How the review draft is written

Last updated: June 11, 2026

Every review that comes out of BetterReviews is written from what your customer actually said in the chat. We don’t invent words, we don’t add opinions, and we don’t polish things into marketing-speak. The review should sound like the customer — just a little more structured than a chat message.

This page explains exactly how the draft gets built.

The core rule: preserve the customer’s words

When a customer says “the battery is insane,” the draft says “the battery is insane.” Not “the battery is exceptional.” Not “battery life is outstanding.” The words the customer chose carry their personality — swapping them out kills that.

The same goes for the things they complain about. If they say “it’s pretty good but the buttons feel cheap,” the draft keeps that tension. We don’t soften “feel cheap” to “feel less premium” or drop it entirely. Negative feedback is valid review content.

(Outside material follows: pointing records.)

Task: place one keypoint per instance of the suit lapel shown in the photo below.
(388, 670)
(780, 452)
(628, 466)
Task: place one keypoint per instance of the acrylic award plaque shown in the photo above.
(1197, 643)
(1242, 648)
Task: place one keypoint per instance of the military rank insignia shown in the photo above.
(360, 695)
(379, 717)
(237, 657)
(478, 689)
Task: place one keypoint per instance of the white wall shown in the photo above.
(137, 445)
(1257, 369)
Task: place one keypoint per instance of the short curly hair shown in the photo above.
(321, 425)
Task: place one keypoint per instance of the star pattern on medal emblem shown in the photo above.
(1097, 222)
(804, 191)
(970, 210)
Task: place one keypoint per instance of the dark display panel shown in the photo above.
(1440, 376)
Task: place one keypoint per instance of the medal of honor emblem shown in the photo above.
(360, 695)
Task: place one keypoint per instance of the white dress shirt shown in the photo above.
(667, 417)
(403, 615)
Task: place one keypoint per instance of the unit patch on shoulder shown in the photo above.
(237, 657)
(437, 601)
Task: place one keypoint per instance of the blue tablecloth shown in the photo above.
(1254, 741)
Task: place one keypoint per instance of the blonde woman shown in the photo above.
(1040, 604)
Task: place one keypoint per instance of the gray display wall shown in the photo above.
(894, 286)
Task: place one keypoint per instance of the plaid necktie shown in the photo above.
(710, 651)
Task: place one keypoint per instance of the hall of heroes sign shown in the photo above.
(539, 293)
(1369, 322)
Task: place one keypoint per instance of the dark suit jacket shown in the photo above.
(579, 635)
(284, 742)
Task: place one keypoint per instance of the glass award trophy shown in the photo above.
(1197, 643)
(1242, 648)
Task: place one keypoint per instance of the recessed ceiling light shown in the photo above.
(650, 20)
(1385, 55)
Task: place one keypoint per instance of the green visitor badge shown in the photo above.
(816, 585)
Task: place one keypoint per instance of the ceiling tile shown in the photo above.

We keep the customer’s exact words even when they read a little unusual. A few specific promises:

  • We never change what a word means. If a quilter writes “it’s still a flimsy” (a “flimsy” is a finished-but-unquilted quilt top), the draft keeps “it’s still a flimsy” — we don’t turn it into “it still feels flimsy,” which would read as a complaint about quality. Industry and hobby terms are kept exactly as written.
  • We never add contrast words the customer didn’t use. No slipping in “However,” “But,” or “Although” that reframes a neutral comment as a caveat.
  • Short answers stay honest. If a customer answers in one or two words (“Strength,” “Storage”), we make it a complete sentence in their words (“I like the strength and storage”) — we never invent an adjective like “great” or “excellent” to dress it up.

What we drop

Chat messages have a lot of filler that doesn’t belong in a review. We trim these:

  • Hedges — “I guess,” “I think,” “kind of,” “sort of,” “like”
  • Conversation starters — “yeah so,” “I mean,” “honestly,” “ok so”
  • Filler questions back to the chat — “does that make sense?”, “you know what I mean?”

A customer saying “yeah so I guess the texture kind of draws you in” becomes “The texture draws you in.” Same meaning, the filler gone.

What we fix

  • Capitalization — reviews start with a capital letter
  • Obvious typos — only when the intended word is unambiguous and the meaning doesn’t change. We don’t “correct” an unfamiliar craft term that looks like a mistake but isn’t.
  • Fragments into sentences — joining a customer’s short answers into complete sentences using their own words, never by adding new descriptors

We never touch meaning or opinion. Only mechanics — and when in doubt, we leave the customer’s wording alone rather than risk changing what they meant.

What we never do

  • Never invent content. If the customer didn’t say the word “comfortable,” the draft doesn’t either.
  • Never soften negative feedback. “This isn’t worth the price” stays. We don’t rewrite it as “the value could be better.”
  • Never add marketing phrases. “Transformative,” “life-changing,” “game-changer” — if the customer didn’t use those words, they don’t appear.
  • Never use semicolons. They read as formal and customers don’t write that way. Commas or periods instead.

What the draft can reference

The draft is always built from what the customer has said in the chat and what the chat can reasonably infer from the order (product name, purchase date). It doesn’t pull in things from elsewhere — other reviews, the product description, things the customer said to you in email last week.

Photos in the review

If the customer attached a photo (via the photo prompt or the paperclip), it’s automatically included with the review. The draft text doesn’t mention the photo. Adding a phrase like “I’ve attached a photo below” would read as robotic — the thumbnail is already visible next to the review.

If the customer describes what their photo shows (“as you can see the stitching is coming apart”), we keep that description as review content. But we never fabricate photo references.

Why this matters

The point of BetterReviews is that reviews written this way convert better — they’re specific, they sound like real people, they build trust. A review that reads like AI copy does the opposite. We’d rather ship a slightly rough draft in the customer’s voice than a polished one that sounds fake.